The ministers who participated in the Dialogue have pledged to support the development of a relevant STI framework and national policies that address issues in science education, science advice, traditional scientific knowledge systems and capacities in all STI areas. They attempted to identify the best ways to take forward the dialogue towards action in future for the realization of the SDGs and simultaneously strengthen the dialogue within and outside the Pacific SIDS.

Through Apia Ministerial Communiqué, the Ministers call on UNESCO to facilitate the development of a comprehensive roadmap for STI policy and capacity in Pacific Island States, to collaborate with the Council of Regional Organisations in the Pacific (CROP) and the International Network on Government Science Advice (INGSA) and to support the Pacific SIDS in developing and implementing appropriate policies. The Apia Ministerial Communiqué was signed by the Education Ministers of Fiji, Nauru, Samoa, Tonga and Vanuatu.
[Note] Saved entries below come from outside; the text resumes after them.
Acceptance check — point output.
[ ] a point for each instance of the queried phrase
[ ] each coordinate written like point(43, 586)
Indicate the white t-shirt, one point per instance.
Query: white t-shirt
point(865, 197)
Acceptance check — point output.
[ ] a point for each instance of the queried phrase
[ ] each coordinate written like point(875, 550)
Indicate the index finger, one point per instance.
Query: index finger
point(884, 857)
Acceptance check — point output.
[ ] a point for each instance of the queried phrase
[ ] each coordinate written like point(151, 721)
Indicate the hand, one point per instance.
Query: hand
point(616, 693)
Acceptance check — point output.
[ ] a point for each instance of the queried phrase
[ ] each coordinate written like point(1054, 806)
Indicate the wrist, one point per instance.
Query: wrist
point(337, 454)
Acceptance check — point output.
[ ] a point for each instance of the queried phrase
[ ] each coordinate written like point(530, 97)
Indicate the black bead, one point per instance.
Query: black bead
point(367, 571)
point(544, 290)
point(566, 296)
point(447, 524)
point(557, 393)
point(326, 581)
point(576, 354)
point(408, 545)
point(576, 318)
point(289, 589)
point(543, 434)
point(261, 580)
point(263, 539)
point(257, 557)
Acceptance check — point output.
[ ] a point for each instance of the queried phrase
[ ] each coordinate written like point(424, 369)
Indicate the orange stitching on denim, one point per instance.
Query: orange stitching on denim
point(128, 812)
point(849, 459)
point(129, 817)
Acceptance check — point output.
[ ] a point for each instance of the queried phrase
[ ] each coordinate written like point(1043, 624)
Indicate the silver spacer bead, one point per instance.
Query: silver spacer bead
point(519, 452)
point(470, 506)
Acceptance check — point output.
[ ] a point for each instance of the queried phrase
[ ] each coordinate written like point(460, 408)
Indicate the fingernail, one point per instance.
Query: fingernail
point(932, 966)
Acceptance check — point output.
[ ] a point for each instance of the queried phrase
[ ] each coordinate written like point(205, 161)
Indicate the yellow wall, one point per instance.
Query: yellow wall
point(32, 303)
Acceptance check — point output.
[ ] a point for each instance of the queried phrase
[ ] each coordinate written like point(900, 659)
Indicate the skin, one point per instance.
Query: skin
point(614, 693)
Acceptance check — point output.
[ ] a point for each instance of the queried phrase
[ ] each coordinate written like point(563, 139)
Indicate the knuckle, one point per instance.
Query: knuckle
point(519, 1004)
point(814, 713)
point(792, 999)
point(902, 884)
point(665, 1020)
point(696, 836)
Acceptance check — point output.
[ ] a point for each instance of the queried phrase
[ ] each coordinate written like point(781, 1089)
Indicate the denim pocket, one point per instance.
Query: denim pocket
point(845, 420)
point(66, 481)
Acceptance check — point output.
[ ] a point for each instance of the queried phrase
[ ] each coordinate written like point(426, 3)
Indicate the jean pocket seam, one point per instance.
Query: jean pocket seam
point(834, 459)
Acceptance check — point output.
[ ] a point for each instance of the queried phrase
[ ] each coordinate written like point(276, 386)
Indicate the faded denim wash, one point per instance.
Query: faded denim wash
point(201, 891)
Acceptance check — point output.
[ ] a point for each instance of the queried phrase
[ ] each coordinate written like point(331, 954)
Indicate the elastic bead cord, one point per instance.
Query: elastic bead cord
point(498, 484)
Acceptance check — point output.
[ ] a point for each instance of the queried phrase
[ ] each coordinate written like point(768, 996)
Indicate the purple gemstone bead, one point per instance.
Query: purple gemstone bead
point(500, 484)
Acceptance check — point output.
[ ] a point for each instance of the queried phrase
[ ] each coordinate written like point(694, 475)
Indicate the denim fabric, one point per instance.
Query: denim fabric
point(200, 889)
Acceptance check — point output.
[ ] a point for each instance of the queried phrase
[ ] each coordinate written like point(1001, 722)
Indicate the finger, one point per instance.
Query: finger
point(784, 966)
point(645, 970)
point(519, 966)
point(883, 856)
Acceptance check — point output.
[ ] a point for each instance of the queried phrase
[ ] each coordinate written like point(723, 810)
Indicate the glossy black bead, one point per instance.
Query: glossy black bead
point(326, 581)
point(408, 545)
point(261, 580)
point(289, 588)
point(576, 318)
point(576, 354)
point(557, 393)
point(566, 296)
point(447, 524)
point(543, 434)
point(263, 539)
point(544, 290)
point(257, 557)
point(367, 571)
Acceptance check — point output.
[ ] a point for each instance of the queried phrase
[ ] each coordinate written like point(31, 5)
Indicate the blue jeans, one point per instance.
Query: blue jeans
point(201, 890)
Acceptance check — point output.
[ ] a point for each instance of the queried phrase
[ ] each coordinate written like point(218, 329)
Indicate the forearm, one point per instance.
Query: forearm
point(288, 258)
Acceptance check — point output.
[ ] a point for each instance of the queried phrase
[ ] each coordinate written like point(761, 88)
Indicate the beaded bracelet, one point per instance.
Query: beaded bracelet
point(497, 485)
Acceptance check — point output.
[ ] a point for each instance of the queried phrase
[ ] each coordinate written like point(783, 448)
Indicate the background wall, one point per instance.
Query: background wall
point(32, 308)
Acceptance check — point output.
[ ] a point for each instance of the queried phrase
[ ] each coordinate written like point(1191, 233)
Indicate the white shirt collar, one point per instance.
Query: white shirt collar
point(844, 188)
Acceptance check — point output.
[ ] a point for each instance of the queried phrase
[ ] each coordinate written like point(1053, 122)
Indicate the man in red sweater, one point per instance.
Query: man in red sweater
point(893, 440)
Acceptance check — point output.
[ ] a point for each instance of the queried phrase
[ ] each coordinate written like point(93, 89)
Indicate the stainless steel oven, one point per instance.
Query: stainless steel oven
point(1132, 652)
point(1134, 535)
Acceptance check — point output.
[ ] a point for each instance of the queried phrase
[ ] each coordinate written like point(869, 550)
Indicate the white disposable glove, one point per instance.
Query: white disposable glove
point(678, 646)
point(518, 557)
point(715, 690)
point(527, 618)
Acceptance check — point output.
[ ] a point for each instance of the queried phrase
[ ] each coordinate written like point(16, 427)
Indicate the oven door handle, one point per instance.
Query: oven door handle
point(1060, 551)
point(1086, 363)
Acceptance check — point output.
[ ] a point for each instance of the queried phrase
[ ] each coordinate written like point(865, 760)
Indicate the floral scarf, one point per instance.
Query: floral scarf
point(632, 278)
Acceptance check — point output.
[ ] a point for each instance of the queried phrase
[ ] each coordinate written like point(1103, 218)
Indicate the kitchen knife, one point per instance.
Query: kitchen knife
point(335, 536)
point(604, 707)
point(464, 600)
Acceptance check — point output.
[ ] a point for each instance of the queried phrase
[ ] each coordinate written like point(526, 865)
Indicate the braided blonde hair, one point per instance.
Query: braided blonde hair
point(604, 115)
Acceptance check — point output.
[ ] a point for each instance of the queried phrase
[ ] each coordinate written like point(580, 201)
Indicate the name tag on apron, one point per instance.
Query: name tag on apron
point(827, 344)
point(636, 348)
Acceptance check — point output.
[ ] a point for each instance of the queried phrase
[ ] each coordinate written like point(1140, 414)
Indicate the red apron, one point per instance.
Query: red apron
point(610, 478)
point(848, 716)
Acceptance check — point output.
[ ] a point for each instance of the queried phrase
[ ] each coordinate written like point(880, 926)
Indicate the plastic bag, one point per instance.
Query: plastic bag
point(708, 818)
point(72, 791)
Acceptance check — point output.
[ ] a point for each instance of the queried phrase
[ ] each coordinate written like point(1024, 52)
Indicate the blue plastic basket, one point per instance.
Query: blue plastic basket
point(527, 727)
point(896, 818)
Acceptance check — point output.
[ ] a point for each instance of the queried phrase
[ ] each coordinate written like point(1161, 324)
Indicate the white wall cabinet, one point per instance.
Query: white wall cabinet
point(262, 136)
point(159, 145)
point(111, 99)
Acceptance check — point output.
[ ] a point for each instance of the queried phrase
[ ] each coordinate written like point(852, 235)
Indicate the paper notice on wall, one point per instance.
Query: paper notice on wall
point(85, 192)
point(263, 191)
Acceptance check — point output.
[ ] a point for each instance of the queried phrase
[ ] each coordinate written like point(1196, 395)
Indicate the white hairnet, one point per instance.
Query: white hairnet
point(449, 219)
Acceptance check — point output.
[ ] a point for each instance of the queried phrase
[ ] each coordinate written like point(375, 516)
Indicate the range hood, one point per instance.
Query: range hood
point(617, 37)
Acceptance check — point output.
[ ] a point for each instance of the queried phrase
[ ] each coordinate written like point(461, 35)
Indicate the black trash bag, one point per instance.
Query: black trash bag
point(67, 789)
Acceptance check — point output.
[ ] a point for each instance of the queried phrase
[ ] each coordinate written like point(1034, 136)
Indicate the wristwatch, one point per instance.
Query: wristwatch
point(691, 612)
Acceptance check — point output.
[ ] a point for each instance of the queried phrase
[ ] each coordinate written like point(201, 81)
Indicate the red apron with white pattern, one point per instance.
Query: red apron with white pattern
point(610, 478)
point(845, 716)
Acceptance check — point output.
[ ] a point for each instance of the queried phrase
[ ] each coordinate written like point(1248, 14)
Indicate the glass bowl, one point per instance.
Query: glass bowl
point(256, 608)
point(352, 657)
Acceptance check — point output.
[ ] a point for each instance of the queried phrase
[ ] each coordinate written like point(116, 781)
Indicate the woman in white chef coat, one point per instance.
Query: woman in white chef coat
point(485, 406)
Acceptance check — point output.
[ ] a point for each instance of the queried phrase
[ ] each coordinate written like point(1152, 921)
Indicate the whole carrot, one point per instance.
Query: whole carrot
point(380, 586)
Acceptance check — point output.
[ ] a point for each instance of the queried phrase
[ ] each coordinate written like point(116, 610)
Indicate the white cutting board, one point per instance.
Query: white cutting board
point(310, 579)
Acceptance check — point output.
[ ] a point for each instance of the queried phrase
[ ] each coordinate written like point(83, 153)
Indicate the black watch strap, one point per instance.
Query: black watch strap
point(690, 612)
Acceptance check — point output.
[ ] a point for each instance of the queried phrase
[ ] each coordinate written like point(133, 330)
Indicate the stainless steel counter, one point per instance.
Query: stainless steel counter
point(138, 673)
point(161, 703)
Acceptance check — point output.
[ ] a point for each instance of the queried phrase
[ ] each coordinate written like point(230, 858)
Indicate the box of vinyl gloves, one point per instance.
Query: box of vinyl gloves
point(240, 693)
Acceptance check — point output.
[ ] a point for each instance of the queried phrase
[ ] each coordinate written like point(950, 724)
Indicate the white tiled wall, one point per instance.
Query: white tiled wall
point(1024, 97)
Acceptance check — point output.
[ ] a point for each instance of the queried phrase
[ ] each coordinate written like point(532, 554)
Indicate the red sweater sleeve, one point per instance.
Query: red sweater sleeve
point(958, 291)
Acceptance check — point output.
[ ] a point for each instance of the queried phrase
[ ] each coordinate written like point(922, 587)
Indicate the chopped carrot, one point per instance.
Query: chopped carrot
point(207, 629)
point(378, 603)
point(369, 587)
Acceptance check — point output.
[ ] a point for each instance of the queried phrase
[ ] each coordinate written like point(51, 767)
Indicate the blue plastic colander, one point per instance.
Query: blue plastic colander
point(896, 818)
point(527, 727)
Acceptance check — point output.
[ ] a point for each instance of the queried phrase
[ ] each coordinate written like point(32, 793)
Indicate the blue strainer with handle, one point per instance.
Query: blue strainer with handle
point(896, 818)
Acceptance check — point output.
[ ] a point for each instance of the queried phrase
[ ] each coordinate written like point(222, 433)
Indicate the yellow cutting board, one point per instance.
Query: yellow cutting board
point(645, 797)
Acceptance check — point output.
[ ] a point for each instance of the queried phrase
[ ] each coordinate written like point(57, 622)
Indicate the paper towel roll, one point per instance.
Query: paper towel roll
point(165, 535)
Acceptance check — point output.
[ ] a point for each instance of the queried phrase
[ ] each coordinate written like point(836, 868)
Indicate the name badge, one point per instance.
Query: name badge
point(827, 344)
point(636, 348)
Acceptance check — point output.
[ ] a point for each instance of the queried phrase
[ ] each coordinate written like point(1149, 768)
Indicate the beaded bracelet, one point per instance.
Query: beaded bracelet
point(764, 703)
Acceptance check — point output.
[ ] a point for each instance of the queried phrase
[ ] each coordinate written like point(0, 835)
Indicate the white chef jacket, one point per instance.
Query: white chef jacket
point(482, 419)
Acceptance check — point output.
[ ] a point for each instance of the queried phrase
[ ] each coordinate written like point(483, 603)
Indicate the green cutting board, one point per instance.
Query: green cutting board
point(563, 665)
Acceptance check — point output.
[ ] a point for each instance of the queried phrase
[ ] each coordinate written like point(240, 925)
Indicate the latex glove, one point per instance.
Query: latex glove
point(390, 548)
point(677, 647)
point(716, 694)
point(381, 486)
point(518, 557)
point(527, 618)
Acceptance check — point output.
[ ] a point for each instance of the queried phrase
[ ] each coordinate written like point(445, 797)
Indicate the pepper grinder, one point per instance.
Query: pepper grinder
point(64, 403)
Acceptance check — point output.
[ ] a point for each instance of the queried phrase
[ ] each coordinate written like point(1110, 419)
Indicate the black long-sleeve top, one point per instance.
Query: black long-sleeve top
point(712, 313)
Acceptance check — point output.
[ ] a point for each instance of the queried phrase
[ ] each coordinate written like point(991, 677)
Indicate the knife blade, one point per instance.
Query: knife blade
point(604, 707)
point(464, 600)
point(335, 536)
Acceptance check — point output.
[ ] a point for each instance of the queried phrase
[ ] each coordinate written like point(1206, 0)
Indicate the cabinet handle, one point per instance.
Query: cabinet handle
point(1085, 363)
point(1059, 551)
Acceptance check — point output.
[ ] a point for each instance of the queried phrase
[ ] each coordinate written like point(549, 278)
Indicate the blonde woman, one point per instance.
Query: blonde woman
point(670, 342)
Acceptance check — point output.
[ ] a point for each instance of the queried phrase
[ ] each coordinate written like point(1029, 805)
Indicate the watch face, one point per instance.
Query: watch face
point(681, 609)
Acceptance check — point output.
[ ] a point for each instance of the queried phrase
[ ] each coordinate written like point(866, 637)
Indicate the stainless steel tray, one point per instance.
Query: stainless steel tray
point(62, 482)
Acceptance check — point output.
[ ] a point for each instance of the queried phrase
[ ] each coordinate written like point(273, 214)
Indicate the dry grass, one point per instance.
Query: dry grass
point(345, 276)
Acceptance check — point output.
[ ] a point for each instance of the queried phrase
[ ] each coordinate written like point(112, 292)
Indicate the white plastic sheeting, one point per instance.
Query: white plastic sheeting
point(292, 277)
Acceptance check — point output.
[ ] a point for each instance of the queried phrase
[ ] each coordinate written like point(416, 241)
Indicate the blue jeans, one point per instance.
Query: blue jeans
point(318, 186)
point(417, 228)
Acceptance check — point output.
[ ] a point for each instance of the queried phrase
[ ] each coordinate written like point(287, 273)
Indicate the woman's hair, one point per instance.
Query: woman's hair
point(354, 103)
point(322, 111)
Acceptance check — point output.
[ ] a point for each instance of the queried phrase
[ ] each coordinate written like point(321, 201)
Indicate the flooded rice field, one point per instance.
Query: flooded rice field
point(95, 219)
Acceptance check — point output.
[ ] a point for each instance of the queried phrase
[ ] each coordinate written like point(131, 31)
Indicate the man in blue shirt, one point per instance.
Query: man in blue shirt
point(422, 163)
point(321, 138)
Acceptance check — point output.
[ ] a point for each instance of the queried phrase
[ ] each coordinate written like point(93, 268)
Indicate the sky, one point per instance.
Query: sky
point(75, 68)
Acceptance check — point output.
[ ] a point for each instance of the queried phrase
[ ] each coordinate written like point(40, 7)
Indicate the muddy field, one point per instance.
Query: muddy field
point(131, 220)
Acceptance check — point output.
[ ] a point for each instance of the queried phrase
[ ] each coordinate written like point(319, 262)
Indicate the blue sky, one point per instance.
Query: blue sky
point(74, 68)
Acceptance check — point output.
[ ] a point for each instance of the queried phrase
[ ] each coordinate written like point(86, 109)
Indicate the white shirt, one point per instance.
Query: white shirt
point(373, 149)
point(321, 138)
The Dialogue was organized by the UNESCO and INGSA, with support from the Government of New Zealand and in collaboration with the Government of Samoa on 29-30 March in Apia, Samoa. It brought together policymakers and researchers from Australia, Fiji, Kiribati, Nauru, New Zealand, Papua New Guinea, the Republic of Marshall Islands, Samoa, Solomon Islands, Tonga, Tuvalu, and Vanuatu, as well as officials from the Pacific Community (SPC), the Secretariat of the Pacific Regional Environment Programme (SPREP) and the University of the South Pacific (USP).